Las reacciones de los indígenas asiáticos hacia Estados Unidos a diferencia del Occidente europeo en general no se hicieron pronunciadas en toda la región hasta después de la Segunda Guerra Mundial. Después de que Estados Unidos derrotó y ocupó a Japón, alcanzó el estatus de superpotencia y compitió con la Unión Soviética por la influencia en el este de Asia en los conflictos de Corea y Vietnam. Japón fue arrastrado a la órbita estadounidense, mientras que otras naciones asiáticas lograron la independencia al rechazar a sus ocupantes occidentales.

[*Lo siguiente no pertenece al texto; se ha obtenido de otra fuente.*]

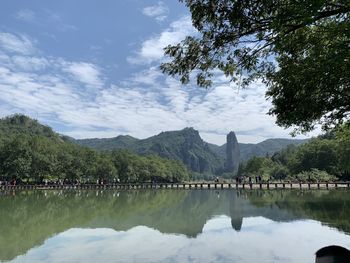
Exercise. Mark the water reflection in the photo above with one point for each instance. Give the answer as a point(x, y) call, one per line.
point(170, 225)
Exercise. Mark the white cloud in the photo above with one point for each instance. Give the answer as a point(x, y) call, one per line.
point(86, 73)
point(16, 43)
point(158, 11)
point(76, 95)
point(25, 15)
point(152, 49)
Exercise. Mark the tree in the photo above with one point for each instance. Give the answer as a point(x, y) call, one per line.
point(300, 49)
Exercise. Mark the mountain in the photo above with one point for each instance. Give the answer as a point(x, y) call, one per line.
point(248, 150)
point(185, 145)
point(20, 124)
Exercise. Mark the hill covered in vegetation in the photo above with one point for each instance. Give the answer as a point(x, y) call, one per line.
point(185, 145)
point(188, 147)
point(30, 151)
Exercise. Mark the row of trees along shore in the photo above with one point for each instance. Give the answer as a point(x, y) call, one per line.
point(325, 158)
point(33, 153)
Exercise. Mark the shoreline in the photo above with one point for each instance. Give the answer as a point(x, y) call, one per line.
point(183, 186)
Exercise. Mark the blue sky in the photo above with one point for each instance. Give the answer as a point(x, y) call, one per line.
point(90, 69)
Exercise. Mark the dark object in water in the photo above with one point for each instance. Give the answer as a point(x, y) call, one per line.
point(333, 254)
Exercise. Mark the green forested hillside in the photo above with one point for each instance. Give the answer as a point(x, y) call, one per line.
point(249, 150)
point(30, 151)
point(185, 145)
point(325, 158)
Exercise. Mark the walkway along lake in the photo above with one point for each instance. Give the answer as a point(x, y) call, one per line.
point(148, 225)
point(128, 186)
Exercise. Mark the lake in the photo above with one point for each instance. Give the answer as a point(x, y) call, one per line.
point(171, 225)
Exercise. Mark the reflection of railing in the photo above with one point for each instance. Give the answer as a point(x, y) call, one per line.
point(324, 185)
point(333, 254)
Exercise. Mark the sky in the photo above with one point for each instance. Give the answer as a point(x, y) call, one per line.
point(90, 69)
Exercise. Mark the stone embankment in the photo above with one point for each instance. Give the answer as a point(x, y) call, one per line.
point(129, 186)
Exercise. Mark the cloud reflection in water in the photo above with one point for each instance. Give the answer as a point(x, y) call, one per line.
point(260, 240)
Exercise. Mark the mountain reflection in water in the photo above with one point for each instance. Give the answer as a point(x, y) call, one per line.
point(171, 225)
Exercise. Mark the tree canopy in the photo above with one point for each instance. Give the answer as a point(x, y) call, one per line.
point(300, 49)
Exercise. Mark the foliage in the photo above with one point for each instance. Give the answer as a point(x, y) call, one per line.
point(185, 145)
point(30, 151)
point(322, 158)
point(300, 49)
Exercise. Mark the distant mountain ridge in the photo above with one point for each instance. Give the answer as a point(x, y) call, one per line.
point(185, 145)
point(188, 147)
point(267, 147)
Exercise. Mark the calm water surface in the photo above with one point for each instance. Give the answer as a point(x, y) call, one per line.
point(171, 225)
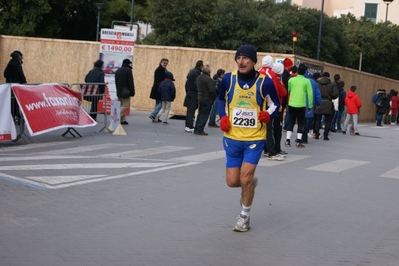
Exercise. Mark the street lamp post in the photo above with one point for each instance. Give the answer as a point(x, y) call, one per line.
point(387, 2)
point(131, 15)
point(320, 26)
point(99, 7)
point(294, 39)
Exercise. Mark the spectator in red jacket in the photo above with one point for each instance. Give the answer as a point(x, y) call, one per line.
point(353, 104)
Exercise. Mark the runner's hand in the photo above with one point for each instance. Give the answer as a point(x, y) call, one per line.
point(225, 123)
point(264, 116)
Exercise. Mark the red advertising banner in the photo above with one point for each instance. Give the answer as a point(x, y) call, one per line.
point(47, 107)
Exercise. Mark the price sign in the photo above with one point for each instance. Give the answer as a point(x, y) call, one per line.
point(116, 49)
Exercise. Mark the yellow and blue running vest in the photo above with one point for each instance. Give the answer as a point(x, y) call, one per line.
point(242, 108)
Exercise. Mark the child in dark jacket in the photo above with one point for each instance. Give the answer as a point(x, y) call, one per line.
point(167, 92)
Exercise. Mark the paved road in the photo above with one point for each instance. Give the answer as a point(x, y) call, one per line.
point(157, 196)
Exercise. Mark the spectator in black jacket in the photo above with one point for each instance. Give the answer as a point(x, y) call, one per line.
point(191, 100)
point(336, 122)
point(13, 73)
point(159, 76)
point(387, 116)
point(206, 97)
point(124, 87)
point(96, 75)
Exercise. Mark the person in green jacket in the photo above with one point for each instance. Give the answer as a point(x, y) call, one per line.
point(299, 88)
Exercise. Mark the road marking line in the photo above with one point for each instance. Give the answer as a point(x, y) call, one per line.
point(81, 166)
point(394, 173)
point(201, 157)
point(30, 146)
point(54, 180)
point(146, 152)
point(264, 161)
point(338, 165)
point(37, 184)
point(84, 149)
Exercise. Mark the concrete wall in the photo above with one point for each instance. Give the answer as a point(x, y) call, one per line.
point(65, 61)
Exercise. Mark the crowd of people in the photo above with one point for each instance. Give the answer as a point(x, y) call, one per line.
point(256, 106)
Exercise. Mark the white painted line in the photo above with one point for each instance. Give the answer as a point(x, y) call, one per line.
point(338, 165)
point(81, 166)
point(54, 180)
point(394, 173)
point(201, 157)
point(44, 157)
point(264, 161)
point(84, 148)
point(30, 146)
point(147, 152)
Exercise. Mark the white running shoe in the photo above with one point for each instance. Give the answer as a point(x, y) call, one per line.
point(189, 130)
point(242, 224)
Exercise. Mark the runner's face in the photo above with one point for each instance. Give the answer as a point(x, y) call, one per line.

A menudo, los movimientos nacionalistas entre los pueblos indígenas se mezclaron con los movimientos campesinos comunistas, particularmente en China, Vietnam, Laos y Camboya.

Con el fin del período de la Guerra Fría en la década de 1990 y la nueva integración económica global, el triunfo de los sistemas de mercado democráticos liberales es ahora etiquetado (o criticado) como "estadounidense" en lugar de "occidental". Sin embargo, estas reacciones de Asia oriental están íntimamente entrelazadas con las respuestas nacionalistas a los cambios económicos, sociales, culturales y militares forzados infligidos por las naciones occidentales durante siglos en oleadas sucesivas sobre las sociedades históricas indígenas de Asia oriental.